How to Choose the Right Type of Insurance for Your Farm

With the rise of the "Farm to Table" movement,more and more people are turning back to small farming as a way to earn income.  Making sure you have the correct coveage is key to protecting this new found income stream.

For the first dozen or so years that Pete Johnson operated Pete’s Greens, an organic vegetable farm in Craftsbury, Vermont, he remained nearly debt-free. Then disaster struck: In 2011, fire broke out in a barn housing hundreds of thousands of dollars in stored produce and frozen meat, along with tractors and other equipment.

“We did have some insurance,” says Johnson, who admits that his policy was inadequate and that he hadn’t gotten around to covering the newly constructed barn. “We received amazing community support after the fire,” he recalls, “but we ended up having to borrow a bunch of money.”

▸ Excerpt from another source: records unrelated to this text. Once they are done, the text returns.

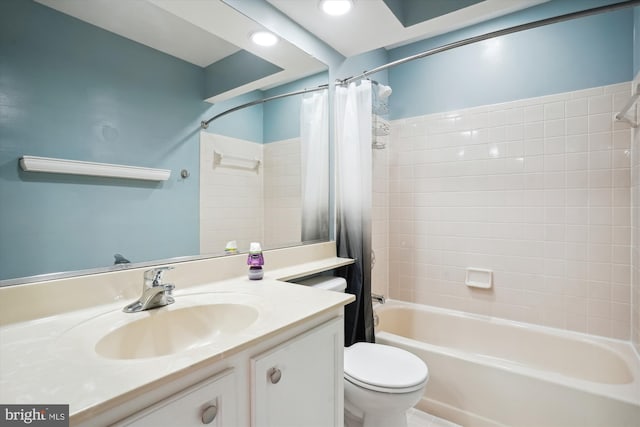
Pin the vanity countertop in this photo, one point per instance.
(51, 359)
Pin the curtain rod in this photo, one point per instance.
(205, 123)
(503, 32)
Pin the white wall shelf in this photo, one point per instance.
(76, 167)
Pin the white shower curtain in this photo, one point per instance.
(314, 140)
(353, 195)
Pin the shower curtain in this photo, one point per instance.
(353, 123)
(314, 141)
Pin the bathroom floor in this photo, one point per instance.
(416, 418)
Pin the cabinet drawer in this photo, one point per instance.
(211, 402)
(299, 383)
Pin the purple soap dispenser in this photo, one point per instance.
(255, 261)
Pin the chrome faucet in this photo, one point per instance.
(154, 292)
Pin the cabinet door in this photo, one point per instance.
(211, 402)
(299, 383)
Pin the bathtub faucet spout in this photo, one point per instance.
(378, 297)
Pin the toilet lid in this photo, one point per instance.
(384, 368)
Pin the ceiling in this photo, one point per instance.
(203, 32)
(378, 27)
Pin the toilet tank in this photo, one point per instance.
(330, 283)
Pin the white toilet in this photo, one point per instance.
(381, 382)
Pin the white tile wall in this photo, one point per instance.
(242, 205)
(635, 235)
(537, 190)
(380, 222)
(231, 199)
(282, 191)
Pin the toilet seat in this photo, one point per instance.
(384, 368)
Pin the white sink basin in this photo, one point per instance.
(193, 321)
(165, 332)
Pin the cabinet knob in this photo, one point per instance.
(274, 375)
(209, 414)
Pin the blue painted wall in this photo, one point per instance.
(246, 123)
(234, 71)
(636, 40)
(71, 90)
(572, 55)
(282, 116)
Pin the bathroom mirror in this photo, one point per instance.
(73, 89)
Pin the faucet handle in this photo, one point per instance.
(153, 277)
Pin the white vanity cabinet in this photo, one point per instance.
(299, 383)
(291, 379)
(211, 402)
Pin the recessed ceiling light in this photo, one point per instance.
(264, 38)
(336, 7)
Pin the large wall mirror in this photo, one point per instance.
(107, 81)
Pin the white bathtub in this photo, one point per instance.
(492, 372)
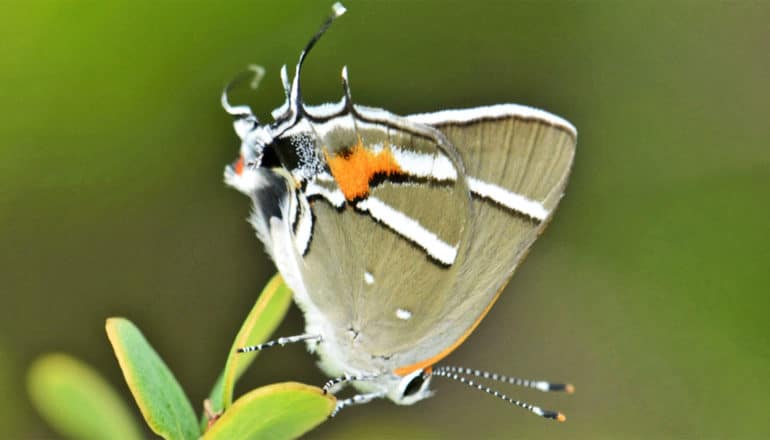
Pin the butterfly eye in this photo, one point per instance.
(414, 385)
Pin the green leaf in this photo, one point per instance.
(278, 411)
(264, 318)
(77, 402)
(159, 396)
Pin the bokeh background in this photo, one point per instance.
(649, 291)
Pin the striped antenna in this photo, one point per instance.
(548, 414)
(296, 96)
(280, 341)
(541, 385)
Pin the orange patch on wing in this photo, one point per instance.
(354, 169)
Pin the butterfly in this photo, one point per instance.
(397, 233)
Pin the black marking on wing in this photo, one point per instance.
(268, 199)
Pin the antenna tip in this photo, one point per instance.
(338, 9)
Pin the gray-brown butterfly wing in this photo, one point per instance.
(372, 269)
(389, 304)
(525, 152)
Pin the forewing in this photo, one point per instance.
(380, 267)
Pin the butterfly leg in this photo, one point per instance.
(281, 342)
(334, 385)
(358, 399)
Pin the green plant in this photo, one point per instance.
(78, 403)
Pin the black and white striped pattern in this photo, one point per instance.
(527, 383)
(346, 379)
(548, 414)
(358, 399)
(280, 342)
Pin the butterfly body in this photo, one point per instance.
(397, 234)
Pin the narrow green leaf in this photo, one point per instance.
(279, 411)
(264, 318)
(77, 402)
(157, 393)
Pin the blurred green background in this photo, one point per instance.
(649, 291)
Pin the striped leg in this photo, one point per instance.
(358, 399)
(347, 378)
(280, 341)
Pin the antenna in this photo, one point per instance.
(548, 414)
(541, 385)
(296, 97)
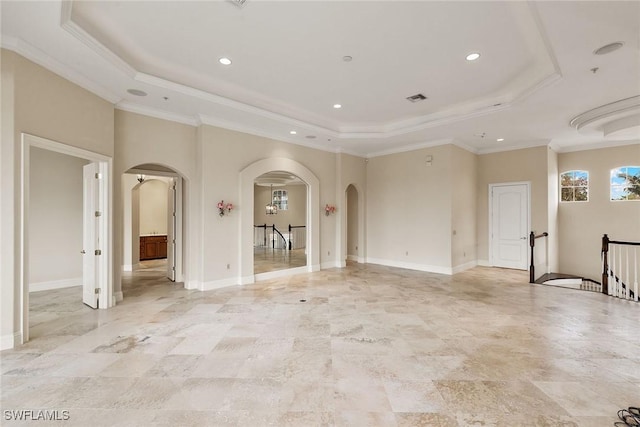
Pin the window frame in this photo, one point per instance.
(616, 171)
(573, 187)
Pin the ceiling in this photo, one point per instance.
(534, 83)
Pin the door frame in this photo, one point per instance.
(105, 164)
(179, 232)
(505, 184)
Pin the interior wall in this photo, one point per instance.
(581, 225)
(143, 140)
(409, 209)
(463, 208)
(226, 153)
(352, 223)
(55, 220)
(296, 214)
(528, 164)
(153, 206)
(46, 105)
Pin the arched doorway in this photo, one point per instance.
(248, 177)
(153, 226)
(280, 222)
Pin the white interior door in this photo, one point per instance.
(171, 231)
(90, 235)
(509, 225)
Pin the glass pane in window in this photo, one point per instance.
(567, 194)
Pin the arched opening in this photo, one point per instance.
(280, 222)
(152, 250)
(248, 177)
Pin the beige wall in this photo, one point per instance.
(409, 209)
(581, 225)
(296, 214)
(55, 219)
(51, 107)
(153, 206)
(529, 164)
(463, 208)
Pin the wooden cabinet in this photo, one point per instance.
(153, 247)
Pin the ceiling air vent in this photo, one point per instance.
(238, 3)
(416, 98)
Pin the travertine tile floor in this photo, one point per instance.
(370, 345)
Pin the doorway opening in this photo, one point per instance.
(65, 239)
(153, 229)
(280, 222)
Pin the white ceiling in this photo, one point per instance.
(533, 77)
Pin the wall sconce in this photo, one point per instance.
(329, 209)
(224, 208)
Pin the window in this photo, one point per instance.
(281, 199)
(574, 186)
(625, 183)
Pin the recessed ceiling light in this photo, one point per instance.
(137, 92)
(608, 48)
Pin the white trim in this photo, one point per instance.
(411, 266)
(490, 239)
(55, 284)
(10, 341)
(466, 266)
(105, 234)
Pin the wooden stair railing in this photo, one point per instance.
(532, 244)
(620, 274)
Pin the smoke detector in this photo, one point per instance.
(416, 98)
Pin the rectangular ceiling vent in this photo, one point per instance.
(416, 98)
(238, 3)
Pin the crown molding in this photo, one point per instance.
(39, 57)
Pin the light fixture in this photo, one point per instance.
(271, 209)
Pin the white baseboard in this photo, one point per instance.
(55, 284)
(217, 284)
(411, 266)
(10, 341)
(466, 266)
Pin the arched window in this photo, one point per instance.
(625, 183)
(574, 186)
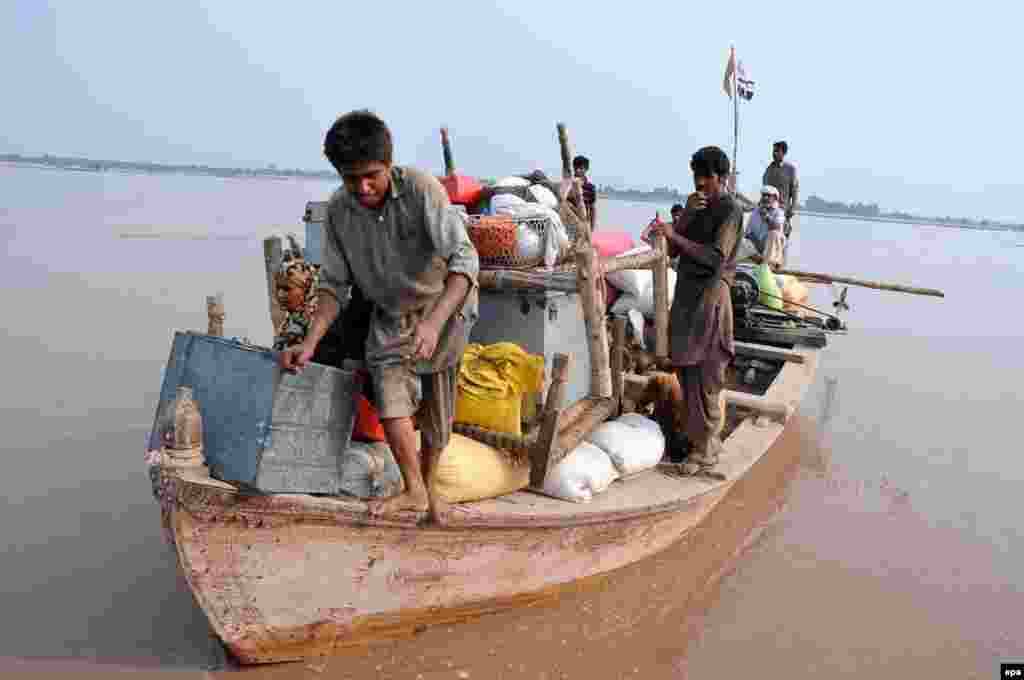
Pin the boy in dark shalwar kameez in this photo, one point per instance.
(707, 240)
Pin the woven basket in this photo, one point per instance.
(497, 242)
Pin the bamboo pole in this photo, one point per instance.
(662, 297)
(877, 285)
(591, 296)
(272, 256)
(512, 442)
(215, 314)
(498, 280)
(645, 260)
(596, 412)
(544, 449)
(446, 151)
(617, 359)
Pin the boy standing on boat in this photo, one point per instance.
(391, 231)
(581, 166)
(782, 175)
(700, 321)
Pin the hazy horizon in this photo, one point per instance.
(869, 97)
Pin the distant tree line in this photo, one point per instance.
(871, 211)
(84, 164)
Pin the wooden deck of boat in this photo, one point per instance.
(644, 494)
(652, 491)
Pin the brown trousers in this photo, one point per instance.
(702, 402)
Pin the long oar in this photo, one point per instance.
(877, 285)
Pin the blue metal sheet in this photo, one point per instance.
(263, 427)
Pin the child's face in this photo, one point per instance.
(292, 294)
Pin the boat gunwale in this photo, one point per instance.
(216, 500)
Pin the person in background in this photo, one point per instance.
(782, 175)
(648, 231)
(581, 166)
(700, 320)
(765, 228)
(391, 231)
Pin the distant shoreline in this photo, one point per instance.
(918, 221)
(658, 196)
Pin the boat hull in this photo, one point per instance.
(290, 589)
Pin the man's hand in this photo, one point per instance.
(663, 228)
(295, 358)
(425, 339)
(695, 202)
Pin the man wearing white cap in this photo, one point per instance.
(765, 228)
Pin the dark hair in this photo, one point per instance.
(358, 136)
(709, 162)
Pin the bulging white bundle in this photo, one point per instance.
(583, 474)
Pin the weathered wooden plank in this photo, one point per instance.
(543, 450)
(767, 351)
(662, 298)
(215, 314)
(272, 257)
(597, 411)
(645, 260)
(617, 359)
(501, 280)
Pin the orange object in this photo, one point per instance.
(494, 236)
(462, 190)
(368, 425)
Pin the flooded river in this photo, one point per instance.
(882, 536)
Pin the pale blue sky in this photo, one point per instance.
(909, 104)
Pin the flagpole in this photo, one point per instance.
(735, 124)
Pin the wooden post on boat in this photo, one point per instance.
(272, 257)
(590, 292)
(662, 298)
(215, 314)
(617, 359)
(541, 454)
(816, 278)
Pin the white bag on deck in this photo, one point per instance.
(369, 470)
(632, 448)
(645, 301)
(632, 282)
(583, 474)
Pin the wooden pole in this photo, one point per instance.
(272, 256)
(446, 150)
(662, 298)
(215, 314)
(877, 285)
(511, 442)
(572, 433)
(541, 453)
(591, 296)
(645, 260)
(617, 359)
(497, 280)
(638, 388)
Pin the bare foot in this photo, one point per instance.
(408, 502)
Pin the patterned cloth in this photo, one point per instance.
(296, 273)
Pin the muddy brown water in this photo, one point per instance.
(881, 537)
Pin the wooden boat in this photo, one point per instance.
(286, 577)
(289, 576)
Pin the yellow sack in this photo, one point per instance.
(469, 470)
(493, 380)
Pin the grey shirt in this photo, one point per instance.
(783, 177)
(400, 255)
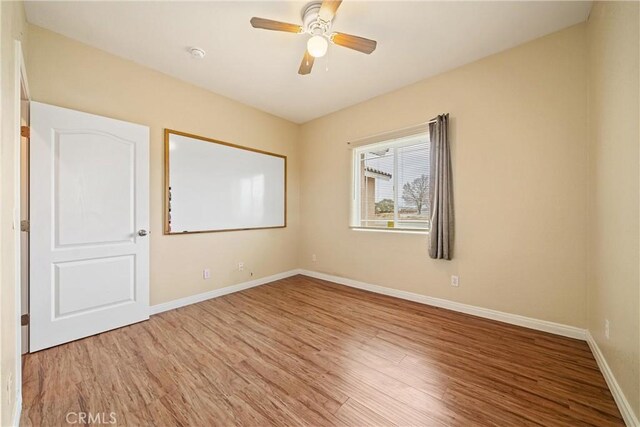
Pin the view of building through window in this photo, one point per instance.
(393, 187)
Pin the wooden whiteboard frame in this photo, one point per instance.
(167, 181)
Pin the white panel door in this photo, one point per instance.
(89, 200)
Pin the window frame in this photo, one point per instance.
(355, 221)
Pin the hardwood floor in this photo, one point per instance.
(302, 351)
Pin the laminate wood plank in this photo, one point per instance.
(355, 414)
(303, 351)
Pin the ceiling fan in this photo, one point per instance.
(316, 21)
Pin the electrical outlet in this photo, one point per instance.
(455, 281)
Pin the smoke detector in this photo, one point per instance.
(197, 53)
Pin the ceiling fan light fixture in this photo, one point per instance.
(317, 46)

So, would Johnson advise insuring your farm to the hilt? “That depends on the level of risk you’re comfortable with,” he says. “Think about what you could recover from…and what you couldn’t.”

Agricultural policies, many farmers assume their homeowners’ policy will cover their farms. “But farming is a business,” he says, “and homeowners’ policies do not generally cover commercial endeavors.”

For small family farms, the most affordable route usually involves replacing an existing homeowners’ policy with a farm-owners’ policy that insures the residence as well as agricultural outbuildings and equipment.

A good farm-owners’ policy will also include liability coverage that protects you should any non employee experience an injury related to your business, whether it occurs on your property—a visiting customer stumbles, a neighbor boy hurts himself on a tractor—or offsite, at a farmers market or festival. It will also cover you should someone become ill from consuming your products.

Rates vary widely, of course, but converting a homeowners’ policy to this kind of comprehensive farm-owners’ policy may double monthly premiums. (Farmers who don’t own property should at least opt for stand-alone liability coverage, which runs $200 to $500 annually.)

In addition, you can supplement a basic farm- owners’ policy on an à la carte basis by adding any of the following:

Crop Insurance

The 2014 Farm Bill expanded the availability of this protection, once reserved for large-scale commodity farmers. Now small producers have the opportunity to insure up to 85 percent of their revenue against crop failure and drastic fluctuations in the marketplace. Premiums are based on revenues, with discounts for diversification.

Flood Insurance

This specialized add-on, which covers buildings and equipment, is not normally included in farm-owners’ policies, but it’s advised, and may even be legally required, in high-risk regions. Depending on your location, monthly premiums should run an extra $100. (Unlike flood insurance, tornado or wind insurance is often part of basic farm-owners’ coverage, but be sure to ask about it if you farm in a tornado-prone area.)

Workers’ Compensation Insurance 

Liability insurance, whether part of a general farm-owners’ policy or purchased separately, will not cover the medical bills or wages of injured employees while out of work. Premiums are based on payroll size. (If you run a U-pick operation, discuss that with your agent, as the blurred line between “worker” and “customer” complicates matters.)

No matter what type of policy or policies you decide to purchase, Baker advises checking the “exclusions” (i.e., things not covered) to see how they might affect your farm. Most important, says Baker, is to be totally up-front with your agent about your farm activities before you buy a policy.